History shows other legitimate options can bring change
BY: Norma Adams-Wade

Powerless is the word most often heard when citizens feel they cannot change the course of events that surround them.
Our current president Donald J. Trump has a cult of followers who actually approve of his often illegal political actions and personal behavior.
Those followers are called the MAGA Movement – Make America Great Again (MAGA) – and they proudly wear red baseball caps with that slogan affixed.
On the other side of the political spectrum are the anti-Trumpers who rage on social media against the president’s politics and dubious character.
The question is: which side shall prevail in the future?
A number of folk are proclaiming that Trump will win a third term in the next four years.
They float the idea that he may even be able to pull enough political strings that will enable him to hold the nation’s top post indefinitely — like a king or European monarch.

Another question before the public is what legitimate actions to take to prevent that outcome?
Some political observers say that the next generation is losing its faith in the power of the vote and that their waning interest may infect generations that follow them.
That next generation largely includes Millennials, Generation Z and Generation Alpha (the children of Millennials). They were born approximately between the early 1980s down through around 2010. They generally are protective of the environment but rely excessively on technology. And some predictions are that Generation Beta, set to follow Gen Alpha, may relying frightening on Artificial Intelligence (AI) that could have the potential of overtaking politics.
Where is the power of the vote in all this?
I will leave it up to you to pull aside someone in those age groups in your family or circle of friends and ask them directly.
The recent No Kings rallies across the nation did indeed show the visual power of public street demonstrations. The question now is how to harness that street power and develop effective strategies from it that will change our lives for the better.

History has given us some examples of life-changing strategies and movements. These included:
- After The Great Depression, FDR’s 1935 New Deal that created Social Security and put food back on tables of the nation’s largely underserved populations.
- Vietnam War protests that ultimately pressured President Richard Nixon to withdraw American troops from Vietnam war zones.
- Civil Rights movement, largely led by Dr. Martin Luther King Jr. in nonviolent demonstrations and protests that heightened during the 1963 March on Washington where Dr.
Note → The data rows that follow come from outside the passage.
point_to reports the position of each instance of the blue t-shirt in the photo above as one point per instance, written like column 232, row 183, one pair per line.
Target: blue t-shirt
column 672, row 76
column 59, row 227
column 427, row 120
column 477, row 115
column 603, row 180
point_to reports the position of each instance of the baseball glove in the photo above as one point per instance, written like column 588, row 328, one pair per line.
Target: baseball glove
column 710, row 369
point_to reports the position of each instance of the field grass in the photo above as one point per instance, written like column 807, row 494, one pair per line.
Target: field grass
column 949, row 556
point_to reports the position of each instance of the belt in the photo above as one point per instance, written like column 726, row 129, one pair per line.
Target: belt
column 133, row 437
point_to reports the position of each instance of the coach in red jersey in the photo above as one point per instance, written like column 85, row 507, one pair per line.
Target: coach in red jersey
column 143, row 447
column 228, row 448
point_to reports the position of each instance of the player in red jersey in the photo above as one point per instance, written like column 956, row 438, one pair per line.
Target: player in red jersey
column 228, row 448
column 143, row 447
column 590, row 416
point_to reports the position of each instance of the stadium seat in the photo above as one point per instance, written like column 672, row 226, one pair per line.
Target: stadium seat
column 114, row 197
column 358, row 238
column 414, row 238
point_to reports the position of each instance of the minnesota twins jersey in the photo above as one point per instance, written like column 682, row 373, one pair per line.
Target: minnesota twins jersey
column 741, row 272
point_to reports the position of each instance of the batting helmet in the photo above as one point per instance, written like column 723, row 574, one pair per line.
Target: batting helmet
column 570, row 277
King Jr. delivered his iconic “I Have A Dream” speech.
- Black Power Movement – with leaders including el-Hajj Malik el-Shabazz (Malcolm X), Kwame Ture (Stokely Carmichael), and the Black Panther Party — that shifted African American attention from integration to cultural pride and self-determination.
- Nelson Mandela’s Anti-Apartheid Movement in Africa that ignited a broad coalition that used both nonviolent and armed people protests. The movement also and attracted effective international economic sanctions against South Africa that finally eliminated White suppression of the Black majority population.
- Black Lives Matter movement that helped expose police brutality against African Americans and prompted policy improvements that included banning chokeholds and “no-knock” search warrants and secured a rare murder conviction of police officer Derek Chauvin in the 2020 death of George Floyd.
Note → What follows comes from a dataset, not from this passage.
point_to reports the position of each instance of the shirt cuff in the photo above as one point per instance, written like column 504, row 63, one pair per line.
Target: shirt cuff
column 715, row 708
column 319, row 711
Yes, organizers of the recent international No Kings protests are strategizing to develop effective follow-up actions. Social media and news reports hint that those considerations include:
(a). More peaceful street protests (b). Non-stop phone calls to elected officials’ offices, and (c.) Wide-spread consumer boycotts of businesses that support Trump’s unpopular policies that include deploying the National Guard to Blue states and allowing masked U. S. Immigration and Customs Enforcement (ICE) agents unchecked authority to arrest “suspicious looking” undocumented immigrants.
Whatever the next move, it should signal that powerlessness is not an option. The powerful quote by author and social activist Marianne Williamson – a quote often erroneously credited to Nelson Mandela and Hillary Clinton — applies here:
“Our deepest fear is not that we are inadequate. Our deepest fear is that we are powerful beyond measure.” The point is we fear embracing our strength and wrongly yield to our perceived weakness. Williamson is correct. We are not powerless.
Dallasite Norma Adams-Wade is a Texas Metro News senior correspondent, The Dallas Morning News retired writer, and a National Association of Black Journalists founder.